I understood him to be floundering in the
choppy dark sea of my dream, bearing Nalin along through the waves and then lifting her into the boat, with every chance of being left to sink by himself.
‘Oh,’ I said again. ‘A law for minors.’
‘Age,’ said Murray. ‘It can be a problem when someone doesn’t have a birth certificate. The authorities tend to make arbitrary judgements based only on their impressions.’
Like I had.
‘Well,’ I said, ‘they stay with me, these two, for some time now and I can say for sure that they are minors.’
All three looked at me. I never lie. I hate to lie. But this lying, if it was in fact lying, I was prepared to do. Let’s say it was for Grand-père.
But what happened was that Omid held up a folder.
‘For us,’ he said, ‘is not a problem. We have birth certificates.’
‘And perhaps,’ Nalin said, ‘we give our blood.’
‘To show it matches our mother’s blood,’ Omid said.
Nalin held her hand forward, thumb extended towards Murray, like a hitchhiker’s. Her thumb for the pricking, for the blood, for the proof. Fingerprints. Age. Genes.

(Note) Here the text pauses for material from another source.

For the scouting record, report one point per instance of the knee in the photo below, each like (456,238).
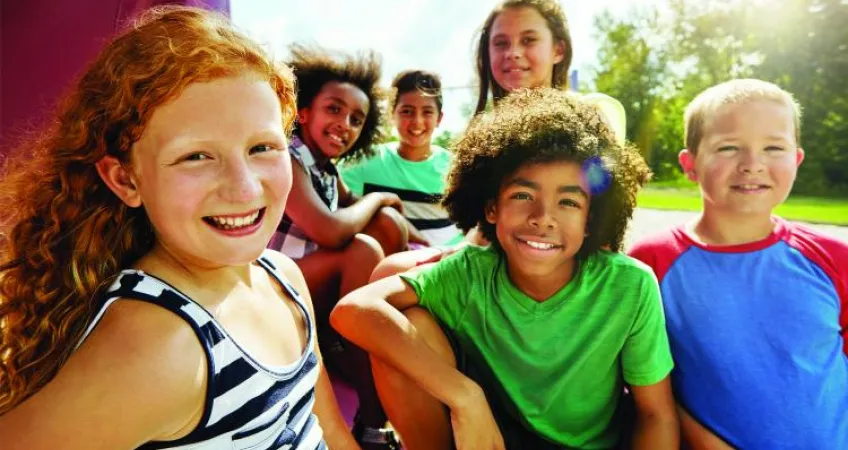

DNA. Proofs of the body.
Murray finished making notes in his file and stood to leave, promising to be in touch, to send forms and to arrange for a lawyer in the UK to speak with their mother. I waited by the shelter as Omid and Nalin said goodbye to their friends, and then we three walked back to my car and drove home in the dark. By the back door, I patted the handlebars of my old motorbike. That’s another one that’ll be moving out of here soon.
Extending a Hand
You sit on the side of the road, Mariam and you. The reception isn’t working inside today. Just that annoying crackling you get when someone is on the line, and most of the time there are no bars at all. Outside, here, passing the bridge that hangs over the side of the camp, with the towering fence, it is easier to get a signal. It’s also quieter.
The kerb is a little cool but dry. A few people are walking up and down the street that leads straight into the camp. Mainly volunteers, mostly Brits, who park their cars or vans and then move on to the show inside. And it is indeed: the display of poor refugees, the lack of humane conditions. They, the ones who give up their time, are here to extend a helping hand, to help make things survivable. But you don’t need a hand; you have two of those. What you need is opportunities.